Ela segurou um sorriso. Ah, e aí estava o truque. Basilia não podia declarar guerra contra ninguém, porque quando um Hierarca governava, as questões externas da Liga eram estritamente sob sua autoridade. Como Anaxares já tinha dito durante a invasão de Procer, porém, não podia haver estado de guerra contra um estado que não fosse legítimo. Se, por exemplo, Basilia liderasse tropas da Liga para 'supervisionar a dissolução de Keter', segundo a definição de Bellerophon, aquilo não seria guerra. Pelo semblante carrancudo de Ikaroi, ele já tinha percebido isso.
“E a proposta sobre o cargo de Protetora da Liga?”
“Sob os termos atuais de eleição, o apoio do Povo para a criação desse cargo é garantido,” disse o homem.
Esses termos significavam que cada cidade votaria, assim como na eleição do Hierarca, mas ao invés de consenso, só a maioria seria necessária. Helike votaria por ela própria, e vassalas que mantinham seus votos independentes, votariam de acordo. Para garantir uma maioria permanente, tudo o que Basilia precisava fazer era tomar Penthes e ditar nas condições de rendição uma votação definitiva para o governante de Aenia ocupar esse cargo. E ela poderia tomar Penthes agora, porque, a partir de amanhã, ela solicitava a ajuda do Povo para supervisionar a dissolução de Keter. O mesmo exército que agora bloqueava sua passagem serviria como força de frente dessa missão.
“Agradeço a sabedoria do Povo,” sorriu a general Basilia.
Já via Ikaroi e os sacerdotes de Atalante reconsiderando suas posições. Mas, de repente, ela percebeu que não seria suficiente. O impacto dessa reviravolta ainda não tinha convencido totalmente os opositores. A lama continuaria. Quando mensageiros entraram na tenda, ela ficou agradecida, pois esse intervalo lhe permitiria organizar seus pensamentos e pensar numa saída, mas a expressão pálida dos envios estrangeiros chamou sua atenção. A Magistra Zoe se aproximou para sussurrar no seu ouvido.
“Meu povo diz que o Príncipe Mercador Mauricius foi revelado como um diabo,” ela disse. “A cidade culpa Praes por isso.”
Basilia soltou um sussurro baixo.
“Por que eles estão tão tensos?” perguntou, discretamente apontando para os envios.
Zoe Ixioni sorriu afiada.
“Porque a Corte dos Quarenta e Meio votou unanimemente para pedir uma aliança com a Imperatriz de Aenia,” ela explicou. “Eles querem proteção.”

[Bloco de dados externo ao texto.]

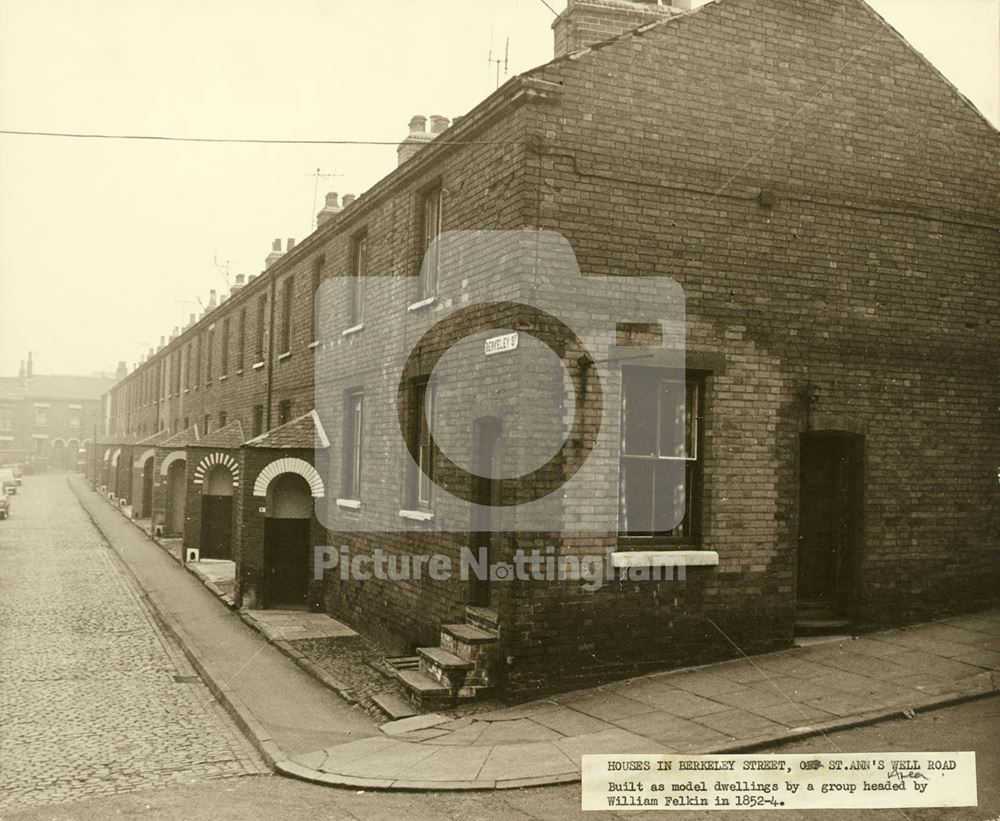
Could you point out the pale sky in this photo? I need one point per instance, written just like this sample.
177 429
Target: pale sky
87 224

E assim, as interpretações nos olhos dos envios mudaram novamente. A crise nas negociações parecia obra da Torre, para impedir que o sul se consolidasse em um bloco único. Pior, eles sabiam que, se Basilia começasse a receber fundos de Mercantis, poderia perder a paciência com a demora e decidisse resolver tudo com exércitos. E, com tanto dinheiro, ela poderia vencer aquela maldita guerra também.
“Talvez seja preciso reconsiderar nossa posição sobre o cargo de Protetora, levando em conta os acontecimentos na Liga e no exterior,” disse o Secretário Ikaroi calmamente.
Alguns acenos de cabeça dos apoiadores de Atalante foram ouvidos, e Basilia sorriu. Sabia que o triunfo não era inteiramente dela, mas a sensação era doce. Ainda mais quando tinha a impressão de que os Deuses estavam soprando vento em suas velas, pois que outra coisa, senão o Destino, poderia ser essa sequência de coincidências? O Velho Mundo estava chegando ao fim, ela sentia isso em seus ossos. A era desmoronando em poeira, suas relíquias se despedaçando uma a uma, e agora algo novo começava a emergir das ruínas. E, sob esse novo sol, pensou Basilia, haveria espaço para uma nova forma de fazer as coisas. Os últimos suspiros da Era das Maravilhas mudariam a Liga das Cidades Livres, ela jurou.
O murmúrio de aprovação veio e, de algum modo, ela soube que, em algum lugar abaixo, Kairos Theodosian ria.